Soil Sampling in a Wet Spring – Yes, It’s Worth the Challenge
Manager of Agronomy
Valley View Ag Services, LLC
The extreme weather conditions last fall and this spring resulted in many fields not being soil sampled. The timing to accomplish this task is narrow this spring, but worthwhile. Guessing on the soil nutrient levels and fertilizer requirements can be costly with either excess applications or under applications depriving your crop of reaching its full potential while maximizing inputs. Sampling of wet soils can be challenging but will be rewarding.
If conditions do not allow for hydraulic soil sampling equipment, hand probes still remain an effective method for collecting samples by foot or ATV, with soil analysis results available within 24 hours. To eliminate lost time from the discarding of poor quality, partial soil cores, head to the field with WD-40 at your side. Make sure that you use the brand name to lubricate the probe and not generic lubrication products as WD-40 has been tested and proven not to contaminate your sample results. Do not use vegetable oil lubricants as microbe activity will affect nitrate levels in your sample.

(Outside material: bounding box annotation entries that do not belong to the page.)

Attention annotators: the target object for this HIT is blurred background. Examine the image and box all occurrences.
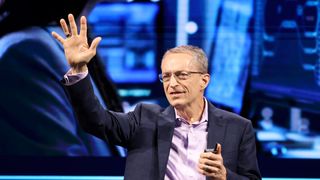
[0,0,320,179]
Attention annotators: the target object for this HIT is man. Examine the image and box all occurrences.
[0,0,121,156]
[52,14,261,180]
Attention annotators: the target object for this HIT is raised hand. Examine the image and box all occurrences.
[52,14,101,73]
[198,144,227,180]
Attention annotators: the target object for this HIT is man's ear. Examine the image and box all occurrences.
[200,74,210,90]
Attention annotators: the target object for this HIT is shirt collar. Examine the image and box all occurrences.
[174,97,208,124]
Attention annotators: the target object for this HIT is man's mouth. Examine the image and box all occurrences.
[170,92,183,95]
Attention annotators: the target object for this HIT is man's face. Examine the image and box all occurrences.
[161,53,210,108]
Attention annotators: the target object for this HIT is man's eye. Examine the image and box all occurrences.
[177,72,188,79]
[162,74,170,79]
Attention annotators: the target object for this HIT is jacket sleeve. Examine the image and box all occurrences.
[0,36,104,156]
[65,75,141,147]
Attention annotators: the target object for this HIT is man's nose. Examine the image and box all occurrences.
[169,74,178,86]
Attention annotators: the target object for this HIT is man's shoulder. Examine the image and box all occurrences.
[211,102,251,124]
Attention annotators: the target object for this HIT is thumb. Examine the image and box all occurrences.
[90,37,101,51]
[217,143,222,154]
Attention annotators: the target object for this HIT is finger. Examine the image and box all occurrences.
[200,152,217,160]
[68,14,78,35]
[90,37,101,52]
[60,19,70,35]
[217,143,222,154]
[80,16,87,39]
[51,31,64,44]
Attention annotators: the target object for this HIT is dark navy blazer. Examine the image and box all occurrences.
[66,76,261,180]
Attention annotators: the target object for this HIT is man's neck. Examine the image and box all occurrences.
[175,98,205,124]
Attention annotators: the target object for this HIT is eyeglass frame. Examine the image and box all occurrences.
[158,71,206,83]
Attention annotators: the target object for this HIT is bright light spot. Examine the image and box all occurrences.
[185,21,198,34]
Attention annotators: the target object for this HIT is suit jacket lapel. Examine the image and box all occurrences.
[157,106,175,179]
[207,102,226,148]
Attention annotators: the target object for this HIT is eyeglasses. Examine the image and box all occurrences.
[159,71,204,83]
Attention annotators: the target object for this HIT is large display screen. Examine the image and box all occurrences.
[206,0,254,113]
[250,0,320,159]
[88,2,159,83]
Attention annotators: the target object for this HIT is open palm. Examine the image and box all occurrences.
[52,14,101,72]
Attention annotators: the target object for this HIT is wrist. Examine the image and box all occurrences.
[70,64,88,74]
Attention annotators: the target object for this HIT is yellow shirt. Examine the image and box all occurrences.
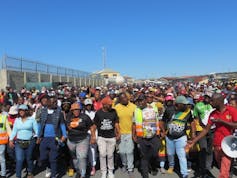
[115,102,136,134]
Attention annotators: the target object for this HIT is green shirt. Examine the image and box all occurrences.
[193,102,212,131]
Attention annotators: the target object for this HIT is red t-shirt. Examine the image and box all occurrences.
[208,106,237,146]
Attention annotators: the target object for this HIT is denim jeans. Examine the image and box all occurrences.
[166,135,188,177]
[0,145,6,176]
[214,146,231,178]
[119,134,134,171]
[137,136,161,178]
[67,137,89,177]
[39,137,58,177]
[88,144,98,167]
[198,130,214,174]
[97,137,116,173]
[15,139,35,178]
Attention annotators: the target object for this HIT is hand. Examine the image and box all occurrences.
[61,136,66,142]
[90,137,96,145]
[160,132,166,138]
[36,138,41,145]
[211,118,222,123]
[116,134,121,141]
[190,132,196,139]
[132,135,137,143]
[185,140,195,149]
[9,141,15,148]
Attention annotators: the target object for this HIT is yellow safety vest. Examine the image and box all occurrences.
[134,107,160,137]
[0,114,9,145]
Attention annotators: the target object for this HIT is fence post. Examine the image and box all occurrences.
[20,57,23,72]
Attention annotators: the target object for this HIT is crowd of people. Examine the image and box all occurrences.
[0,81,237,178]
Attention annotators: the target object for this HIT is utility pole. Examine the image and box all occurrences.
[102,46,106,69]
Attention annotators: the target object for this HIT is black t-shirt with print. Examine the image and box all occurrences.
[67,113,93,142]
[94,109,119,138]
[167,111,193,139]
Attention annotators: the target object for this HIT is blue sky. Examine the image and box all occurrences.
[0,0,237,78]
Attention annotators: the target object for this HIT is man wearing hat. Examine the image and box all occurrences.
[115,92,136,178]
[0,104,11,178]
[193,92,214,177]
[38,96,67,178]
[67,103,96,178]
[94,96,120,178]
[186,93,237,178]
[161,95,195,178]
[132,94,161,178]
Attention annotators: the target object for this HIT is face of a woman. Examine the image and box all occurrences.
[72,109,80,117]
[19,110,26,117]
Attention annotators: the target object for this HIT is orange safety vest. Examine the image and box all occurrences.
[134,108,160,137]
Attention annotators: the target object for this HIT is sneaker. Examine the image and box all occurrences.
[160,167,166,174]
[67,168,74,177]
[91,166,96,176]
[151,169,158,176]
[128,171,135,178]
[108,171,114,178]
[75,172,81,178]
[122,166,127,173]
[27,173,34,178]
[101,172,107,178]
[167,167,174,174]
[45,168,51,178]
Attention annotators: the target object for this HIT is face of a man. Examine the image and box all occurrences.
[147,95,153,104]
[175,103,187,112]
[138,99,147,109]
[119,94,128,105]
[95,90,100,100]
[48,98,57,109]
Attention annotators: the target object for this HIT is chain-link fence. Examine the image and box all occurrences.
[0,55,105,89]
[2,55,96,78]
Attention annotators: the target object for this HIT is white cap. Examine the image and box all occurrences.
[84,98,92,105]
[8,105,18,115]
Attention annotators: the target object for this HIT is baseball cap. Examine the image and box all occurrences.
[84,98,92,105]
[101,97,113,105]
[137,94,146,101]
[79,92,86,98]
[175,95,188,104]
[187,97,195,106]
[165,95,174,101]
[18,104,29,110]
[8,105,18,115]
[70,103,81,111]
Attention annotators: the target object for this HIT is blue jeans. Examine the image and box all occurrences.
[67,137,90,177]
[39,137,58,177]
[119,134,134,171]
[15,139,35,178]
[0,145,6,176]
[166,135,188,177]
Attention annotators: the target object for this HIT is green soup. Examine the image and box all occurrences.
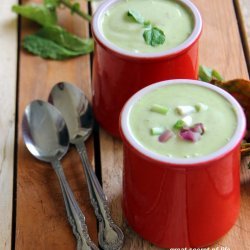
[101,0,194,53]
[129,84,237,158]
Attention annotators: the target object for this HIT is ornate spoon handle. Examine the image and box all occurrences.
[51,159,98,250]
[75,139,124,250]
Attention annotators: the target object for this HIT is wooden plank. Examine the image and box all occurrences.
[15,1,97,250]
[0,0,17,250]
[236,0,250,69]
[92,0,250,250]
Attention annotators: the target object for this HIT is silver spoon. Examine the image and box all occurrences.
[49,82,124,250]
[22,100,98,250]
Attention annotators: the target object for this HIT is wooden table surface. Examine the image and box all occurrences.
[0,0,250,250]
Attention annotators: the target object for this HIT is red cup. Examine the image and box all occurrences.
[120,80,246,248]
[92,0,202,137]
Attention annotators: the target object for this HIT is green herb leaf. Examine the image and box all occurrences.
[23,35,82,60]
[143,26,165,47]
[12,3,57,26]
[199,65,223,82]
[36,25,94,54]
[127,9,144,24]
[43,0,61,10]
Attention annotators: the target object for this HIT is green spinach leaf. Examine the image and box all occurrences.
[36,25,94,54]
[143,25,165,47]
[22,35,85,60]
[12,3,57,26]
[199,65,224,82]
[43,0,61,10]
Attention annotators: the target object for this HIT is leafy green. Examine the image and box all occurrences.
[12,3,57,26]
[43,0,61,10]
[23,35,85,60]
[143,26,165,47]
[127,9,144,24]
[36,25,94,54]
[199,65,223,82]
[127,9,165,47]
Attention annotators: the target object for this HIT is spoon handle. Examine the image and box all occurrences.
[75,140,124,250]
[51,159,98,250]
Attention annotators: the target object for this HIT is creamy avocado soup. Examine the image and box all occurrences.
[101,0,194,53]
[129,84,237,158]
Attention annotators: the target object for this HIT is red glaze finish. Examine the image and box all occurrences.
[122,135,240,248]
[92,42,198,137]
[92,0,202,137]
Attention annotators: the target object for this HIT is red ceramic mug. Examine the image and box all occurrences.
[120,80,246,248]
[92,0,202,137]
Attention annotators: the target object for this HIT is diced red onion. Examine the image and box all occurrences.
[180,129,201,142]
[158,129,173,142]
[190,123,205,135]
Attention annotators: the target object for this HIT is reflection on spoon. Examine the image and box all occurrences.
[22,100,98,250]
[49,82,124,250]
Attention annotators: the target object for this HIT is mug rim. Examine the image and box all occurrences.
[120,79,246,167]
[92,0,202,58]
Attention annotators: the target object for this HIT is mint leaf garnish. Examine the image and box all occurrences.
[199,65,224,82]
[127,9,165,47]
[12,3,57,26]
[143,26,165,47]
[127,10,144,24]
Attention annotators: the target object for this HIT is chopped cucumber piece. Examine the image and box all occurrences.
[151,104,168,115]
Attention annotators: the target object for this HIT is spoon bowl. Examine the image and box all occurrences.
[22,100,69,162]
[49,82,94,143]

Rust-free equipment is a must-have
Not all probe designs perform the same in wet, sticky soils. The preferred probe tip is typically one with a recessed lip, which allows for added space inside the probe tip, reducing plugging. Your sampling equipment must be rust -free. Also, avoid using galvanized or brass equipment to prevent additional contamination. If you need to acquire the proper soil probe, contact your soil lab specialists or sampling equipment vendors to access the recommended equipment.
Pull your soil samples before spring tillage
Several soil sample methods can be used, including grid, zone and composite. For simplification, this blog focuses on composite sampling. If fields have not yet been tilled, try and pull your soil samples prior to spring tillage for better control of sample depth. Smaller fields will typically improve the accuracy of your averaged composite soil sample. Composite samples consist of 15 to 20 random cores per field that are thoroughly mixed in a clean, non-contaminated plastic pail, avoiding non-representative areas of the field. A smaller sub-sample can now be used to fill your sample bag. In wet soil conditions, 0-24” samples are the easiest to obtain. Have a tape measure handy to ensure you’re sampling at a 24” depth. Bag your samples separately from 0 to 6” and 6-24.” Sample bags and labeling instructions are usually available from your designated lab. If you’re submitting soil samples for nitrate-N analysis, be sure to keep them on ice in a cooler to stop microbial changes and deliver them to the lab immediately.
A successful soil probe unearths valuable information
By exercising these standard soil sampling methods, producers can successfully determine valuable information in a short period of time in order to maximize returns this growing season.